そんな伊達の様子に直江は気づきどうしようか考える。考えている内に、慶次がテンション高く伊達を流して、
「お!美味そうだねえ!おっちゃん2つ頼むよ。」
などと、伊達の分まで勝手に頼んで持たせて食べさせて、金魚は真田や左近が巧く促して試させるのだ。真田は気づいていないものの素で、左近は敏いから様子に気づいての行動だった。
こうして、伊達は初めて夏祭りというものをエンジョイする。
家柄が家柄なこともあって母に溺愛されていた頃は、夏祭り自体行かせてもらえなかったし、伊達がある程度大きくなると隻眼になったことからちょっと根暗に入ってしまって外出するどころではなかったし、生来の明るさを取り戻した後は、
「あのようなガキっぽいこと。」
と、鼻で笑って、成実に誘われても行かなかった。
伊達は最初はとまどいがちだったけれど、次第に柔らかい笑みを浮かべて珍しく年相応、下手すると何もかもが初めてだからそれ以下の反応をするようになるので、伊達の態度に周囲は嬉しくなる。
最後、上がる花火を、伊達と直江で並んで氷をつつきながら眺めていると、
「良かったな。」
と、直江言う。氷を見つめて、ストロースプーンの先でつついていた伊達が顔を上げて、視線が交わる。

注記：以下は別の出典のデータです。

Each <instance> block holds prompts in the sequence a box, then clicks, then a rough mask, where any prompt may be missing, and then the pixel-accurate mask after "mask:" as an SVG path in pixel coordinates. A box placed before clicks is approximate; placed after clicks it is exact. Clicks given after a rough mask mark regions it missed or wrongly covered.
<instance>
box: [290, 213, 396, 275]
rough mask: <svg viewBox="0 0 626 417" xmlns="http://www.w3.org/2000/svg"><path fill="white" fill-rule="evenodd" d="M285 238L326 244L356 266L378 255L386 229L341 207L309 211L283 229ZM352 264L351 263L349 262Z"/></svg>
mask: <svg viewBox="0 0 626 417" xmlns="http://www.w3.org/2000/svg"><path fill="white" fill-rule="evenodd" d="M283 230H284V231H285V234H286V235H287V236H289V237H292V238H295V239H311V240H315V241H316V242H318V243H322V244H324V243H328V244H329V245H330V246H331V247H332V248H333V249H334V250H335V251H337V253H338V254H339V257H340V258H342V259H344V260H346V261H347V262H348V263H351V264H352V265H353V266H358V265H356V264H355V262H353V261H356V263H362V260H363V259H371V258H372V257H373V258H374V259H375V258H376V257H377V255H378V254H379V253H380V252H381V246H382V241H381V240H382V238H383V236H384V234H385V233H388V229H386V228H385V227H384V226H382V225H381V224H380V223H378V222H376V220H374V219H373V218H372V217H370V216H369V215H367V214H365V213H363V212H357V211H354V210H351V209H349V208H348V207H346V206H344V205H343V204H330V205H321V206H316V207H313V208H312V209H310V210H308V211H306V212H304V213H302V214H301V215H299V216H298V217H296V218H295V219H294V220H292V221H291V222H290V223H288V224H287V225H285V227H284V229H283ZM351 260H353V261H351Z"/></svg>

他の面々はビールを買いに行っているので、場所取りをさせられている二人以外いない。伊達は少し照れてうつむく。色恋沙汰に関しては鈍感だけれど、直江は素でロマンチストで、伊達にこそ能力を発揮したことがないものの実は口説き屋なので、空に打ち上がってる花火を見上げて、
「綺麗だな。」
と、微笑む。
実は後ろで、左近と三成が何か起こらないものかと隠れて見ていた。慶次は本能で何か面白いことが起こっていることを察して口出しはせず、事情を知らない真田は内心首を傾げるものの邪魔しない。
直江は仕事の関係で一週間ほどで先に帰り、8月が終わりかけた頃、伊達たち居残り組も越後を去ることになる。
伊達が夏祭りでとった金魚は、謙信が預かってくれる。上杉は生き物を育てるのが上手いし、生き物なので越後からはるばる遠路連れ回すと弱ってしまうので。後年、金魚は鯉なみにばかでかくなって、謙信の寺の池でゆうゆうと泳いでいるのだった。